Davacının davalı aleyhine kötüniyet tazminatına hükmedilmesi istemi incelendiğinde; İİK m.72/5 hükmü uyarınca davanın borçlu lehine sonuçlanması, alacaklının takibinin haksız ve kötü niyetli olduğunun davacı borçlu tarafından ispatlanması gerekmektedir. Kötüniyeti ispat yükü borçludadır, zira TMK m.2 hükmü uyarınca iyiniyetin varlığı asıldır.
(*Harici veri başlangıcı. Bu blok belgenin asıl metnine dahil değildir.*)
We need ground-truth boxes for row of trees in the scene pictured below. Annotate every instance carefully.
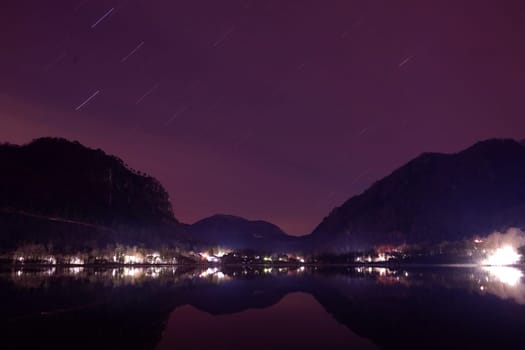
[6,243,201,265]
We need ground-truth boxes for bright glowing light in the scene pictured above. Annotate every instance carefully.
[374,253,387,262]
[200,252,220,263]
[149,252,162,264]
[215,250,229,258]
[482,246,521,266]
[69,257,84,265]
[484,266,523,286]
[124,254,144,264]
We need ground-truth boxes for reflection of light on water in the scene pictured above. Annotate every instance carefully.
[376,268,387,276]
[146,267,162,278]
[69,267,84,275]
[123,267,142,278]
[199,267,218,278]
[355,267,395,277]
[198,268,230,282]
[482,246,521,266]
[478,266,525,304]
[484,266,523,286]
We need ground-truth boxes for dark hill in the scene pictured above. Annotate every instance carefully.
[0,137,186,251]
[309,139,525,251]
[189,214,298,251]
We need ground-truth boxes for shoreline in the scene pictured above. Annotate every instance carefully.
[2,262,524,268]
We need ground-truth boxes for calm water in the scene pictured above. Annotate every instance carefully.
[2,265,525,349]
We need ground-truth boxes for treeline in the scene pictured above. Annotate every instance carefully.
[0,137,176,227]
[3,243,202,265]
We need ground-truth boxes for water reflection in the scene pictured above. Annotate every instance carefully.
[2,265,525,349]
[6,265,525,304]
[483,266,523,286]
[6,264,525,302]
[349,265,525,304]
[6,265,307,288]
[157,292,379,350]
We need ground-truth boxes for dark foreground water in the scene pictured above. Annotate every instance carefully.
[2,265,525,350]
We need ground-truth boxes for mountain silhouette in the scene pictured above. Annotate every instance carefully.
[189,214,298,251]
[3,137,525,253]
[309,139,525,251]
[0,137,186,250]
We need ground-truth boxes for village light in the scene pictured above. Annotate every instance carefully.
[70,257,84,265]
[124,254,144,264]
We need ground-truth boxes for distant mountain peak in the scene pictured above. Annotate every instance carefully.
[194,214,284,228]
[205,214,249,221]
[463,138,522,153]
[190,214,294,250]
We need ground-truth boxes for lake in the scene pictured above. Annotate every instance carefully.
[2,265,525,349]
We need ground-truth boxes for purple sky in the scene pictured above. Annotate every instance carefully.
[1,0,525,235]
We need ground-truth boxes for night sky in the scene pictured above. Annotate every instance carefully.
[2,1,525,235]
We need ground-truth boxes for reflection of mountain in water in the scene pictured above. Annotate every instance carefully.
[2,266,525,349]
[158,292,379,350]
[312,267,525,350]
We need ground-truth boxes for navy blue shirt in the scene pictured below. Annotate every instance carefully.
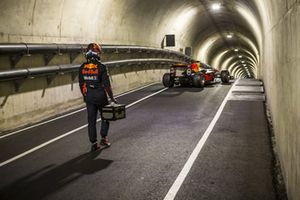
[79,61,111,105]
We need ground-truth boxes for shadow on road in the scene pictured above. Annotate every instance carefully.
[0,150,113,200]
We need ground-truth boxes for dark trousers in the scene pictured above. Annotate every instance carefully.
[86,102,110,143]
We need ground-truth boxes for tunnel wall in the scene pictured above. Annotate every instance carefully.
[0,0,194,132]
[262,1,300,199]
[0,65,168,132]
[0,0,200,50]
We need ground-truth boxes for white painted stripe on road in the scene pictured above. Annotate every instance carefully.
[126,88,168,108]
[163,81,237,200]
[0,108,86,140]
[0,87,168,168]
[0,126,87,167]
[115,82,158,98]
[0,82,159,140]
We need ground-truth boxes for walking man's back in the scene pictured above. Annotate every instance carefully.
[78,43,117,152]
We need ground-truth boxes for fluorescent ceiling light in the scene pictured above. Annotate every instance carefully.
[234,49,239,52]
[243,64,246,66]
[212,3,221,10]
[238,55,242,58]
[241,61,245,63]
[226,34,233,39]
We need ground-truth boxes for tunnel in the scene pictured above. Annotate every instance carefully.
[0,0,299,199]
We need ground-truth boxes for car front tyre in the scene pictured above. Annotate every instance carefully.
[221,70,230,83]
[162,73,174,88]
[193,74,205,88]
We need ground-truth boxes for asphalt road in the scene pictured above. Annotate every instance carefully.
[0,82,276,200]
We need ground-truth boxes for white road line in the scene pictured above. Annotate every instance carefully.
[115,82,158,98]
[0,126,87,167]
[126,88,168,108]
[0,82,159,140]
[0,87,168,168]
[0,108,86,140]
[163,81,237,200]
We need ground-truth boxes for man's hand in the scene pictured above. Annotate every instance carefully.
[111,97,118,104]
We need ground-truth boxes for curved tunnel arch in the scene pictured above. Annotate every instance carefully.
[197,32,259,73]
[210,47,258,71]
[215,48,257,69]
[229,61,256,76]
[186,0,262,79]
[226,56,256,71]
[204,27,259,62]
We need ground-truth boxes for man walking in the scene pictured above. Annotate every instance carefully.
[79,43,117,151]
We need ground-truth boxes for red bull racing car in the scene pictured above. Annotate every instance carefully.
[162,63,231,88]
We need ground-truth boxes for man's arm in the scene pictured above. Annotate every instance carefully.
[100,64,117,103]
[78,64,87,97]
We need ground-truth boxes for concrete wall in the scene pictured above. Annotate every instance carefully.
[0,0,203,132]
[261,1,300,199]
[0,64,168,132]
[0,0,202,49]
[0,0,195,132]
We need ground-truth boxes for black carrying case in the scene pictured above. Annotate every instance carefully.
[101,103,126,121]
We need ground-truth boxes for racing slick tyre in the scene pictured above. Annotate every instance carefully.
[192,74,205,88]
[162,73,174,88]
[179,77,190,87]
[221,70,230,83]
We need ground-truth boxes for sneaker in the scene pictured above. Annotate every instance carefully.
[100,137,111,147]
[91,142,100,152]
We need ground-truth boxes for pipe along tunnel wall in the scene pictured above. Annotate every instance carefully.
[0,0,299,199]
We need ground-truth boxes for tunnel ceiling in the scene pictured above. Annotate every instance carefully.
[110,0,264,79]
[190,0,262,78]
[0,0,268,79]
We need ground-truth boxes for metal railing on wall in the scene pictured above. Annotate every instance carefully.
[0,43,192,66]
[0,58,185,91]
[0,43,192,91]
[0,58,184,81]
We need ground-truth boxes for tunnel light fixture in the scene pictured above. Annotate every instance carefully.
[226,34,233,39]
[211,3,221,11]
[234,48,239,52]
[243,64,246,66]
[241,61,245,63]
[238,55,242,58]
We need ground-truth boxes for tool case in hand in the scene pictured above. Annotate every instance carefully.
[101,103,126,121]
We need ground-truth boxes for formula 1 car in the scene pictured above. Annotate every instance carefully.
[162,63,231,88]
[198,62,231,84]
[162,64,205,88]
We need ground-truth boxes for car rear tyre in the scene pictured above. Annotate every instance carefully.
[221,70,230,83]
[162,73,174,87]
[193,74,205,88]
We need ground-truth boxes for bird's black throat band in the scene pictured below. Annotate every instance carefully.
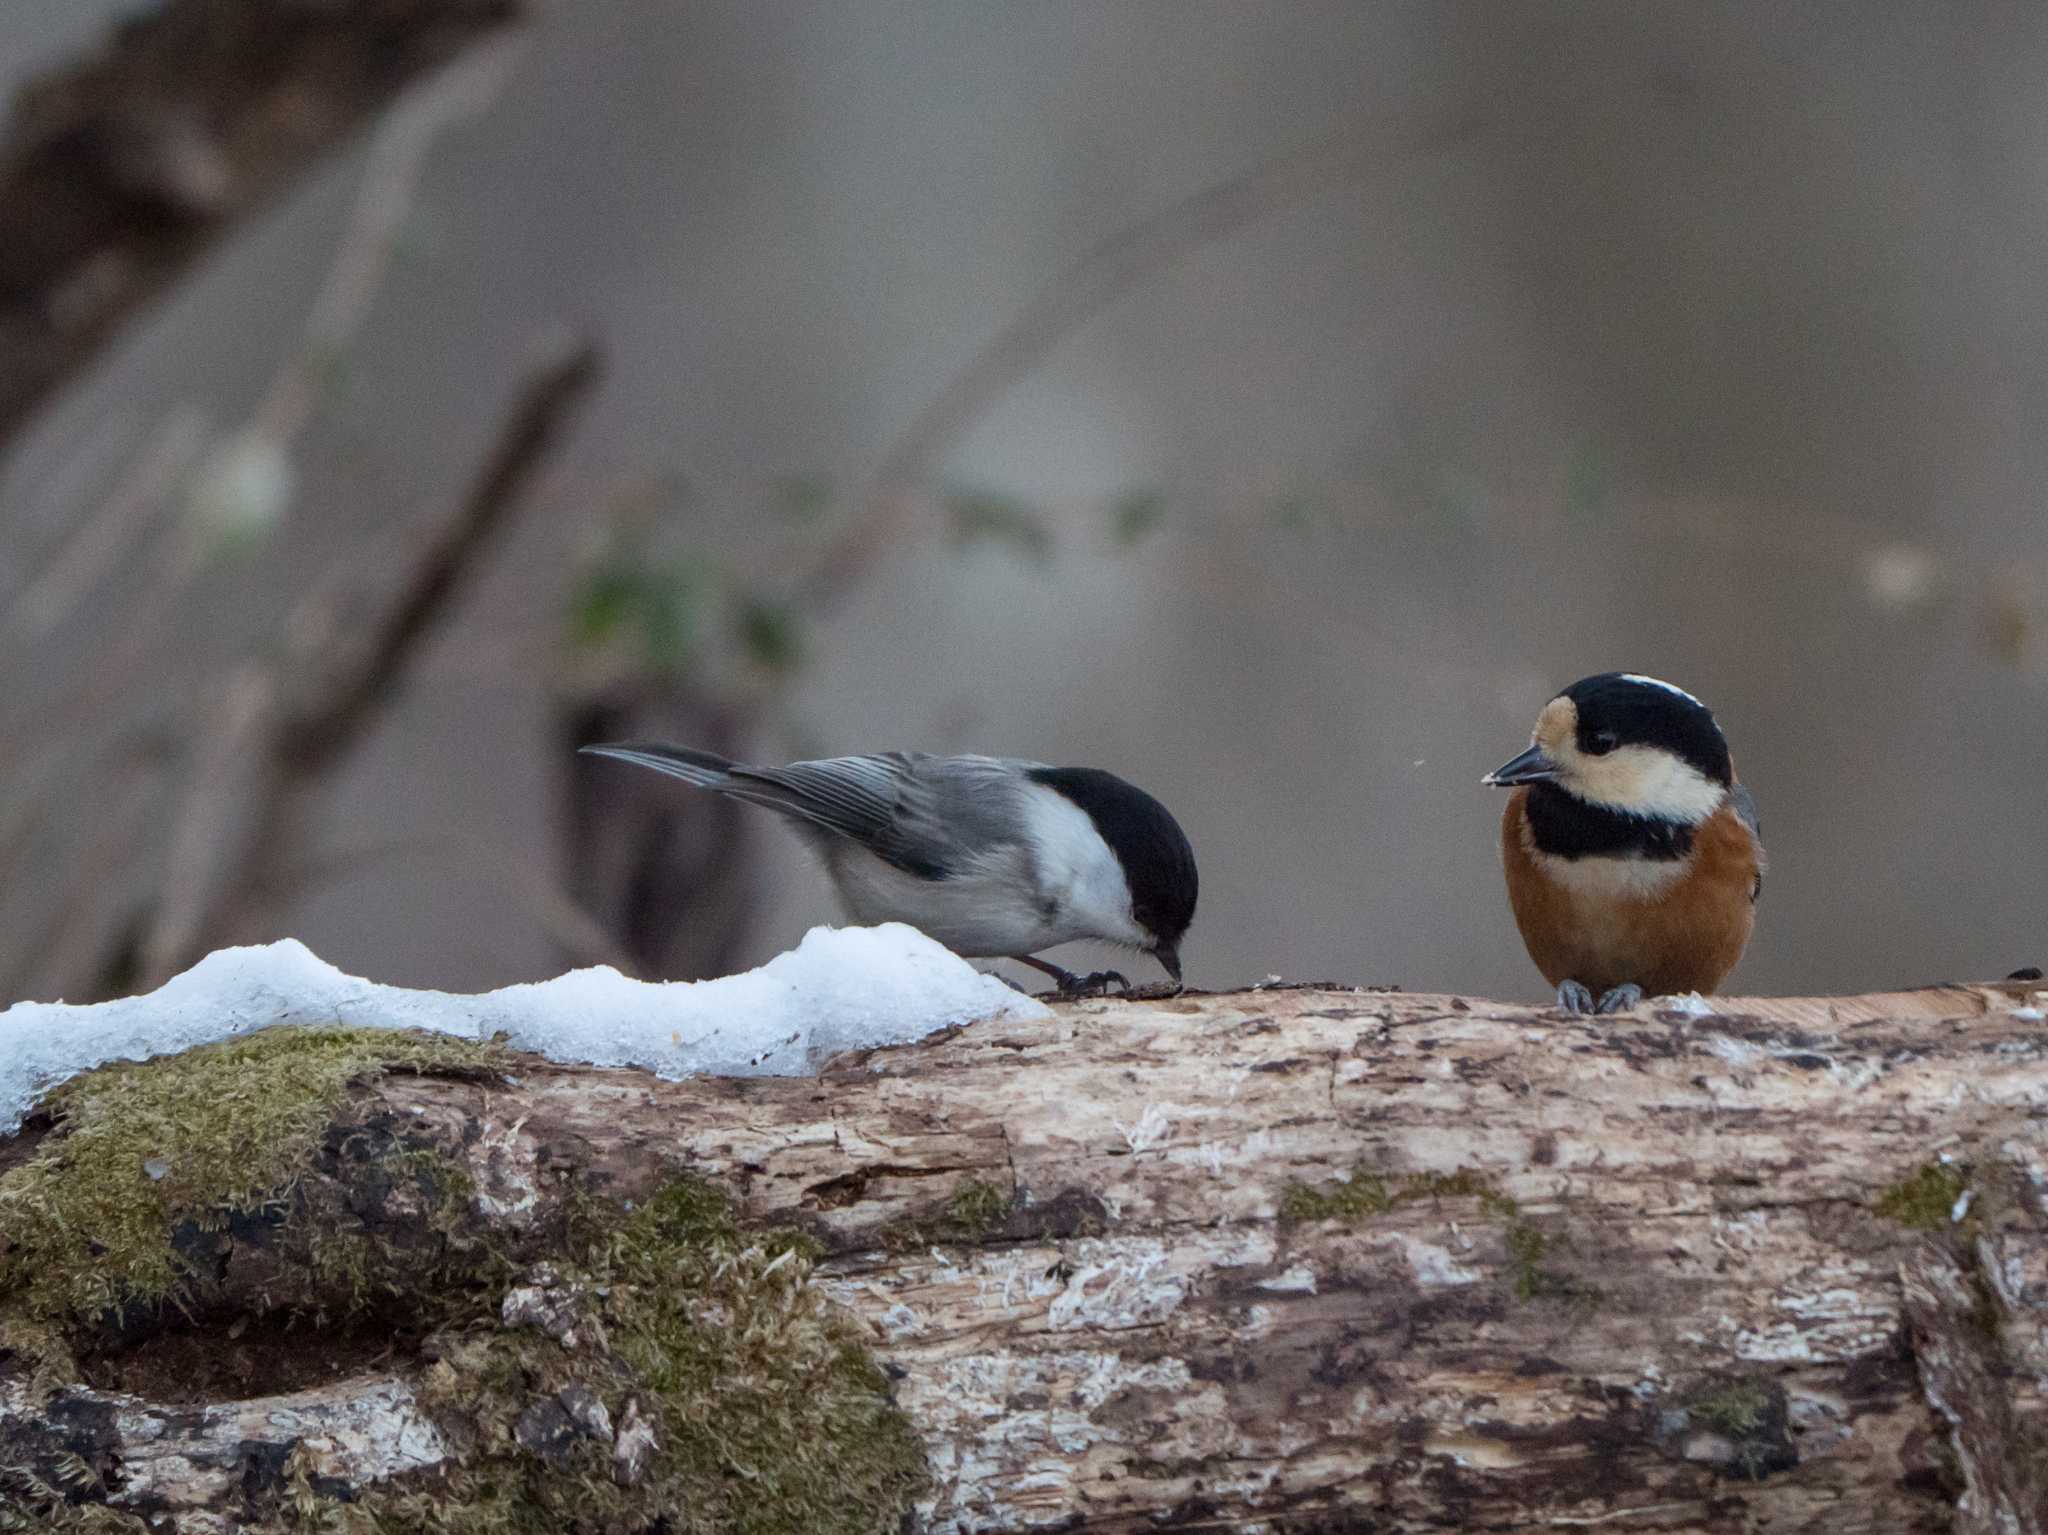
[1523,783,1696,861]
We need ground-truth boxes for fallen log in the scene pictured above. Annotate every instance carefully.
[2,978,2045,1532]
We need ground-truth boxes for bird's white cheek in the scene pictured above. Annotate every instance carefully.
[1024,789,1149,948]
[1574,748,1725,824]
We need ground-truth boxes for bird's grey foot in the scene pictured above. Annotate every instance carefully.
[1554,979,1596,1013]
[1595,983,1644,1015]
[1013,955,1130,999]
[1055,968,1129,999]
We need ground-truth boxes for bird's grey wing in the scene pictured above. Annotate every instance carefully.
[719,753,909,837]
[587,746,1036,879]
[1729,783,1760,840]
[734,753,1038,879]
[584,743,924,862]
[900,755,1046,863]
[1728,783,1763,902]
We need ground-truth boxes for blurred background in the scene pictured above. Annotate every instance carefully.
[2,1,2043,1008]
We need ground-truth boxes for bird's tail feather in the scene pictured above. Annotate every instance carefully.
[578,741,740,789]
[580,742,866,843]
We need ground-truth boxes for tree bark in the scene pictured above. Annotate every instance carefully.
[0,0,516,446]
[4,979,2046,1532]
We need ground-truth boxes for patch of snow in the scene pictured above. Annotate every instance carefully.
[1661,991,1716,1018]
[0,925,1046,1133]
[1391,1234,1481,1287]
[1701,1033,1763,1070]
[1111,1103,1175,1154]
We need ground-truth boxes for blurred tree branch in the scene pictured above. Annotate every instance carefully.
[0,0,518,447]
[135,333,601,988]
[556,685,761,983]
[0,30,539,1002]
[793,110,1485,617]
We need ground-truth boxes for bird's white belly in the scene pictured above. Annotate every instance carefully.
[1533,847,1688,903]
[825,845,1073,957]
[1515,806,1690,903]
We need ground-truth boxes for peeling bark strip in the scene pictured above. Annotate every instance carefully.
[0,0,516,442]
[1901,1242,2048,1534]
[4,982,2048,1531]
[56,1375,447,1515]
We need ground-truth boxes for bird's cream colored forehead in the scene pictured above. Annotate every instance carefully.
[1532,697,1577,752]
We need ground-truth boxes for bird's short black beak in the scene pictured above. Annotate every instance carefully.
[1154,943,1183,990]
[1482,744,1560,788]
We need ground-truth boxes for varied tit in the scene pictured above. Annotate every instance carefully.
[1483,672,1762,1014]
[580,744,1196,994]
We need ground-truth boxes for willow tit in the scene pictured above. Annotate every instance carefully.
[580,744,1197,993]
[1484,672,1763,1015]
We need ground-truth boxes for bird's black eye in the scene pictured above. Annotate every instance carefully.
[1586,730,1619,756]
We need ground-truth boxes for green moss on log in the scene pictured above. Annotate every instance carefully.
[340,1175,926,1535]
[1280,1165,1596,1306]
[877,1176,1016,1251]
[0,1027,502,1326]
[1279,1167,1396,1223]
[0,1029,927,1534]
[1673,1372,1797,1481]
[1875,1161,1969,1231]
[1279,1165,1519,1225]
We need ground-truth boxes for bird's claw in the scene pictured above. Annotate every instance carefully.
[1051,968,1129,1000]
[1554,979,1595,1014]
[1555,980,1644,1015]
[1595,983,1644,1015]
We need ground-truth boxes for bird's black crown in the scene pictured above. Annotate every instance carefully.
[1560,672,1732,786]
[1028,767,1198,947]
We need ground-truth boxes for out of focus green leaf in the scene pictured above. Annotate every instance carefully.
[1108,488,1167,547]
[734,595,803,674]
[945,488,1053,563]
[1269,494,1317,533]
[566,560,705,679]
[569,569,637,646]
[1562,438,1611,523]
[640,571,701,676]
[772,475,834,522]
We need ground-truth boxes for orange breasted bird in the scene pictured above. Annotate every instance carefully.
[1483,672,1763,1014]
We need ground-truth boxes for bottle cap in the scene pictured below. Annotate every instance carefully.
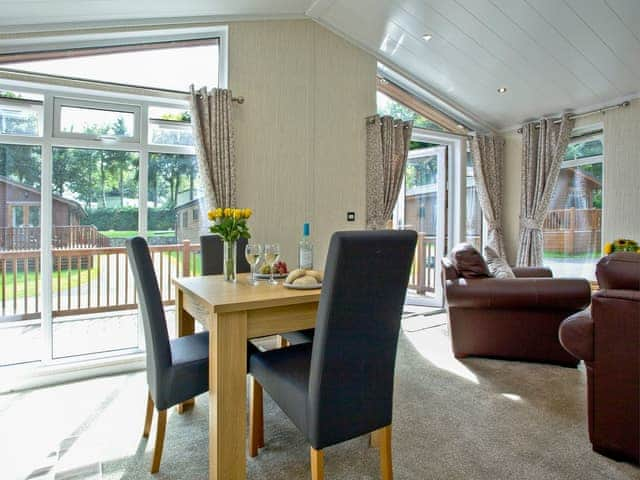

Yapılan kontrolde davalının icra takibine dayanak kıymetli evrakları ibraz etmemesi sebebiyle menfi tespit isteminin kabulüne karar verilmiş ise de davacının davalı alacaklının kötüniyetli olduğunu açıkça ispatlayamamış olması sebebiyle kötüniyet tazminatı talebinin reddine karar vermek gerekmiş ve aşağıdaki şekilde hüküm tesis edilmiştir.
HÜKÜM :Gerekçesi yukarıda açıklanmış olduğu üzere;
Davacının davasının KISMEN KABULÜ KISMEN REDDİ ile;
1-Davacının …. İcra Müdürlüğünün 2017/… Esas (önceki esas numaları: 2003/… Esas, 2008/… Esas, 2012/… Esas,) sayılı dosyasından davalıya borçlu olmadığının tespitine,
2-Davacının davalı aleyhine kötüniyet tazminatına hükmedilmesi isteminin reddine,
3-Alınması gerekli olan 933,70-TL karar ilam harcından dava açılırken başlangıçta peşin olarak alınan 233,43-TL harcın mahsubu ile eksik kalan 700,27-TL harcın davalıdan alınarak hazineye gelir kaydına,
4-Davacı tarafından sarf edilen dava açılış gideri: 325,63-TL ( başvurma, vekalet harcı ve peşin harç) davetiye, posta gideri: 202,00-TL olmak üzere toplam: 527,63-TL yargılama giderinin davalıdan alınarak davacıya verilmesine,
5-Davacı kendisini vekil ile temsil ettirdiğinden kabul edilen miktar üzerinden AAÜT uyarınca hesap ve takdir olunan 13.668,60TL vekalet ücretinin davalıdan alınarak davacıya verilmesine,
6-Davacı tarafından yatırılan gider avansın arta kalan kısmı karar kesinleştiğinde davacıya iadesine,
Dair, davacı vekilinin yüzüne karşı, HMK madde 341 hükmü uyarınca KESİN olmak üzere verilen karar açıkça okunup usulen anlatıldı. 31/10/2023

Katip …
¸e-imzalıdır

Hakim …
¸e-imzalıdır

* İş bu karar 5070 Sayılı Kanun hükümlerine göre güvenli elektronik imza ile imzalanmıştır.